Why are more individual investors turning to private markets?

Investors, regardless of whether they’re institutional or not, are increasingly drawn to private markets. Their historic performance indicates the potential for higher returns, there is a lower correlation with volatile public markets, and they allow investors access to assets that would otherwise be out of reach.

Global regulatory changes and innovative investment structures are just two of the reasons why private investment opportunities are now able to be opened up to a wider audience of high net worth and retail investors. And, as the McKinsey report explains, many financial institutions are now developing strategies to take advantage of the commercial opportunity posed by the significant pool of capital available through private investors. 

Increased use of structured vehicles and feeder funds

More and more non-institutional investors are looking to alternative assets, and GPs are taking note.

To enable access to these opportunities, firms are making greater use of structured vehicles, with one of the most common being a feeder fund that aggregates commitments from several individual investors and then invests as a private partnership. 

Since launching Delio Structuring in 2021, we have seen a significant increase in the number of financial institutions that are using investment vehicles to reduce the minimum ticket size of deals. Ale Ricagno, Delio’s Head of Structuring, explains:

“Structured investment vehicles are a highly effective way for financial institutions to enable more of their clients to invest in alternative assets. Depending on the needs of the firm and their clients, structures can be designed to reduce the minimum investment required from each investor to as little as £5,000. This means that investment opportunities can be opened up to a mass retail market, rather than remaining the exclusive domain of only the most wealthy of individuals. 

“We’ve found that delivering these structured investment vehicles through Delio’s technology creates a compelling proposition for both institutions and investors. Digitising a traditionally manual process offers significant efficiency savings for the firm, while investors benefit from a much slicker client experience and access to the assets they crave.”

Technology accelerates democratisation

As investor demand increases and technology adoption continues to accelerate, it’s no surprise that financial institutions are leveraging digital tools to improve investor access and the  distribution of opportunities.

Digitising the investor journey is just one example, as it streamlines a traditionally slow, manual process and improves operational efficiency.

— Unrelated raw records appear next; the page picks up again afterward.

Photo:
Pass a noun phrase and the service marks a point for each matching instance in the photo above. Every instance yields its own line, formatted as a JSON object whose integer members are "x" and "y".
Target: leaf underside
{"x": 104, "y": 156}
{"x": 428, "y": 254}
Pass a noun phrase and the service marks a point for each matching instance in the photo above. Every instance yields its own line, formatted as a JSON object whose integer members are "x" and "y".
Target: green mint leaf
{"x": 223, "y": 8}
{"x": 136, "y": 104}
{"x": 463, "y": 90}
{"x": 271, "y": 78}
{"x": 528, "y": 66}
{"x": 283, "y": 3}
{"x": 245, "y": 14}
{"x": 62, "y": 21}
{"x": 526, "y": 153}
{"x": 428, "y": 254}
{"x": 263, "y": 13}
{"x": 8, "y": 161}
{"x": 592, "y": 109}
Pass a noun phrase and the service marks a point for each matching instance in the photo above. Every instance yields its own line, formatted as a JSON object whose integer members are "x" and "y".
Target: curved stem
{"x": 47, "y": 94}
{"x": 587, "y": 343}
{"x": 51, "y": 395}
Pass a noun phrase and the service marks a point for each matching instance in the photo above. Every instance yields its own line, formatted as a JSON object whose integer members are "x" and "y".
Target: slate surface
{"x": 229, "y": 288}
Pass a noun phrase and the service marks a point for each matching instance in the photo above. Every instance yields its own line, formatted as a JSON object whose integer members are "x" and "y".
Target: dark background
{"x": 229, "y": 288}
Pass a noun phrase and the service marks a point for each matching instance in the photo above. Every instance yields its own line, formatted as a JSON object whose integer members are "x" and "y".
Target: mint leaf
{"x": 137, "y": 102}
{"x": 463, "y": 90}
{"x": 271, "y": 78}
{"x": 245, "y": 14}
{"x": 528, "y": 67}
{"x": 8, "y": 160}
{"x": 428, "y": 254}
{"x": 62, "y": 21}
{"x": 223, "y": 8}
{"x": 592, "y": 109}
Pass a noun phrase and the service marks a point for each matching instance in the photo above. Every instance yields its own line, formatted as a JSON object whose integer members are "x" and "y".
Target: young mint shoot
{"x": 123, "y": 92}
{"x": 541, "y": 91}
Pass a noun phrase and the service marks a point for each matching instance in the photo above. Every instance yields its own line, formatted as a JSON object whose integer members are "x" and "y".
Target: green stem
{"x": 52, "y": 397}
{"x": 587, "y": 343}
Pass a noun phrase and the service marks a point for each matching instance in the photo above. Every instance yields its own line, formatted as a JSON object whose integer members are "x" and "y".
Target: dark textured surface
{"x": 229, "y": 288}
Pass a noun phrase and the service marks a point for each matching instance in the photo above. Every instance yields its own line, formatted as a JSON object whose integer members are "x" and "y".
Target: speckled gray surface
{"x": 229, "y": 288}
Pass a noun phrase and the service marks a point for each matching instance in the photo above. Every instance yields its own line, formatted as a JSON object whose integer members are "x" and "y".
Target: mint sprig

However, the real game-changer is tokenization. This innovative technology is disrupting the traditional investment landscape by allowing asset managers to tokenize funds across various investment vehicles. It’s not just a buzzword, either – as McKinsey explains, two of the world’s largest asset management companies have already announced plans to tokenize funds across private equity, private credit, secondaries, and more.

This trend is only going to gain momentum as more GPs realise the benefits of tokenization, making it clear that technology will only have an increasingly important role to play in the world of alternative asset management.

To conclude…

With an estimated capital pool of $45tn at stake, it is clear that financial institutions must take the potential of non-institutional investors seriously when it comes to their private markets strategy. However, this shift is likely to cause some significant operational challenges for the industry. 

Technology will be instrumental in overcoming these, and firms should already be considering whether their digital infrastructure will be able to support this shift in strategy.